Narrating her ordeal in politics to them, she disclosed that she got interested in politics at the age of 16, as since her father was a politician, she went to political campaign trips with him on several occasion. However she almost lost interest when her father was jailed as a result of politics, but didn’t lose heart. She said the political world was full of very unpleasant situations, and that one would always go through mockery and insults, but the best tool to have is patience, love and determination.

Despite the way one is being treated, she said, it was important to get to closer to the people and get to know them better. She urged them never to at any point show signs of disrespect or insolence to the people, as no community will be willing to have a leader who has no respect for them, and advised them to exhibit the trait of selflessness, by being more generous, as politics is about helping the people come out of their economic misery, and not focusing on oneself.

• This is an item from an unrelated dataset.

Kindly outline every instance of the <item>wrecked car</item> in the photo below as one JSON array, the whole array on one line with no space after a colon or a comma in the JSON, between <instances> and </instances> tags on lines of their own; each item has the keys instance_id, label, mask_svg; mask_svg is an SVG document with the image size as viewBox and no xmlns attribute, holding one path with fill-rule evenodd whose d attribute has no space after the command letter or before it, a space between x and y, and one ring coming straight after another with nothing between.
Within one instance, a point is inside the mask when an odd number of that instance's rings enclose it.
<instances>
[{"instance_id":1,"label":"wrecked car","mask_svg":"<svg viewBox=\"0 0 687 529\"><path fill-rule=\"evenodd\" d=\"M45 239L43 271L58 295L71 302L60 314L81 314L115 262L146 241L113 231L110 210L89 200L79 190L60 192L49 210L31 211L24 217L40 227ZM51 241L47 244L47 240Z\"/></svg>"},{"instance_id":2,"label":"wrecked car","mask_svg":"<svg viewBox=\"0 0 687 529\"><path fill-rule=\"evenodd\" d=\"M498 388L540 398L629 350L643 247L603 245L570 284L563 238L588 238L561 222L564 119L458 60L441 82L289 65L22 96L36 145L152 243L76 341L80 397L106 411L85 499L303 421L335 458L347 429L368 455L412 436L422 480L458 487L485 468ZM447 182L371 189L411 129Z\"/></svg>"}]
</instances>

Encouraging the aspirants, she advised that it was not a wise idea to lose hope when one loses the first term of elections, as it will be considered cowardly. According to her, she lost elections several times, but did lose hope until finally she won. She advised them to desist from politics of insults, as it makes one lose respect before the people, since it might result in them losing the support of the people, as people want their leaders to have self-respect in order for them to respect them as well.

She further cautioned them never to make any kinds of promises during campaigns, as it turns the people against the aspirant when she is not able to fulfill them at the end of her term. It will rather be appropriate to assure the people of communicating their needs to the government, and bring them the feedback.

MP Asante Akim South

To Gifty Ohene Konadu, MP Asante Akim South, local government is the main stream of decision making, even before reaching the government. It is therefore important that the aspirants hold on tight to the initiative they had taken, since they will be able to influence the decision making process when voted into power. By so doing, they can communicate easily the needs of the people to the government.

She advised them to learn to associate themselves with influential people who can send their messages across. She said there was the need to be strategic, and act as a service-oriented person, and not as a pathetic person who has no money to even support an individual in the community, adding that it is important to help the people for them to rest assured about what they will achieve when they vote for the aspirant in question.
Youngest aspiring candidate

Fulera Gariba is the youngest aspirant standing for the elections at the district assembly level at the Komenda in the Komenda-Edina-Eguafo-Abirem District. She is 21 years old, and has lived in her community for almost 18 years. To her, she had no intention of getting involved in the district assembly elections, but the community in which she lives in encouraged her, and made her aware that she fit the position.

According to her, considering the activities she has involved herself in to help the community, the community deemed it wise to vote for her to send their message across. She is also a member of the Muslim Girls Association, which is meant to promote girl child education among the Muslim community, and she is as well a Secretary of coalition of women in WILDAF. She said, apart from the support she gets from her parents and the community, she also has the support and encouragement of the mosque committee, and that she was emphatic that she could win the election in her district.

Conclusion

The involvement of women in governance at the district level is a stepping stone towards development in the various communities. It will enable the government to be a lot more abreast with the issues at the community level. Moreover, it is a good thing that female parliamentarians and WILDAF have taken it upon themselves to help women who decided to involve themselves in politics. It will give them confidence and hope towards achieving better results in their involvement in politics.